Without the credit cards, there’s no way Americans could have afforded it.

At a Glance

  • Holiday spending reached a record-breaking $989 billion in 2024
  • Over one-third of Americans incurred debt, averaging $1,181 per person
  • Credit card interest rates remain above 20%, raising concerns about long-term financial strain
  • Millennials are increasingly relying on credit cards amid rising living costs
  • Experts warn of potential financial insecurity due to high-interest debt

Record-Breaking Holiday Spending

The 2024 holiday season saw Americans opening their wallets wider than ever before, with the National Retail Federation (NRF) reporting a staggering $989 billion in total spending. This unprecedented surge in consumer activity was fueled by a combination of factors, including wage growth, strong employment figures, and a desire to maintain holiday traditions despite economic pressures.

“Job and wage gains, modest inflation and a healthy balance sheet have led to solid holiday spending,” National Retail Federation’s Chief Economist, Jack Kleinhenz said.

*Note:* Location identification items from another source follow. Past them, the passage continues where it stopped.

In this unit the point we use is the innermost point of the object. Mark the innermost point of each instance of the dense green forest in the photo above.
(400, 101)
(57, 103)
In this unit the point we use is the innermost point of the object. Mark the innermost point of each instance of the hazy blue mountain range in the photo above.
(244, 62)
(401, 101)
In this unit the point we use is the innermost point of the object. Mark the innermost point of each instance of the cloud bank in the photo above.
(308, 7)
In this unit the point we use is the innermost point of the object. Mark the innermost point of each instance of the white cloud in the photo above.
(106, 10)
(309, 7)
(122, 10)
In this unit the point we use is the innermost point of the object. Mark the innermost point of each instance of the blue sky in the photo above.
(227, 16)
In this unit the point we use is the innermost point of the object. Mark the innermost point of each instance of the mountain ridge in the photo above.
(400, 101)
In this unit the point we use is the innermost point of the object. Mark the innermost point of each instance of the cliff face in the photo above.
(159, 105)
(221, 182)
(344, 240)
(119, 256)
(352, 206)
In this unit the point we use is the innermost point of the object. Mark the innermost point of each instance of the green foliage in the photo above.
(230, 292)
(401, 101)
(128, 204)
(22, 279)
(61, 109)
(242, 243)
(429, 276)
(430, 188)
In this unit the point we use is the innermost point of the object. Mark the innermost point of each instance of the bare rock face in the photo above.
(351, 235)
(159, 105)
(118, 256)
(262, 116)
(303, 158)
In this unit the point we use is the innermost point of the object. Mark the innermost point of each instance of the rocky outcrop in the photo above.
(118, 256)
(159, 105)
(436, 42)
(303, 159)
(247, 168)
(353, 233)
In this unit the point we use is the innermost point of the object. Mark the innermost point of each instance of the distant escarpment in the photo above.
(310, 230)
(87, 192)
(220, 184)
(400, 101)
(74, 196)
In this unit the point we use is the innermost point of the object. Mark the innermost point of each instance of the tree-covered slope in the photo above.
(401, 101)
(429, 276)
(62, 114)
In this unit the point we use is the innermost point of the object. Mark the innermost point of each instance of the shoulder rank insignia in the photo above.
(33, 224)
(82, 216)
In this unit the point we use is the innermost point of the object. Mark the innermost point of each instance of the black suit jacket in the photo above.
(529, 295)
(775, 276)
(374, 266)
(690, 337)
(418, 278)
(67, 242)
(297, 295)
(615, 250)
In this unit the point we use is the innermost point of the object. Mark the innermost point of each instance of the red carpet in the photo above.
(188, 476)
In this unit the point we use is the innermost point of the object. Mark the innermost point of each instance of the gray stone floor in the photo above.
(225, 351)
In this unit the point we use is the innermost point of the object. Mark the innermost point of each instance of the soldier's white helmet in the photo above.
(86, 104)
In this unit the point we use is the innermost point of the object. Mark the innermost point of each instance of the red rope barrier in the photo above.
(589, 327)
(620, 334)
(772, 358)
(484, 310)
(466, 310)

The Dark Side of Festive Cheer

While retailers celebrate record sales, millions of Americans are facing a financial hangover. Over one-third of consumers incurred debt during the holiday season, with the average balance reaching $1,181 – a significant increase from $1,028 in 2023. This surge in borrowing comes at a time when credit card interest rates remain stubbornly above 20%, creating a perfect storm for potential long-term financial strain.

The reliance on credit cards for holiday purchases is particularly concerning given that 28% of consumers had not fully paid off debt from the previous year’s festivities. With 21% of those in holiday debt expecting to take five months or longer to clear their balances, the compounding effect of high-interest rates could lead to a cycle of financial struggle.

Among those most affected by the holiday spending spree are millennials, who are increasingly turning to credit cards amid a cost-of-living crisis. This generation, already burdened by student loans and rising housing costs, now faces the additional challenge of managing holiday-induced debt.

The consequences of this debt burden extend far beyond the holiday season. As Matt Schulz pointed out, “High-interest debt means less money to put towards building an emergency fund, saving for college, or even covering basic expenses. In extreme cases, it can lead to financial insecurity.”

We’re sleepwalking into a debt crisis on Joe Biden’s watch.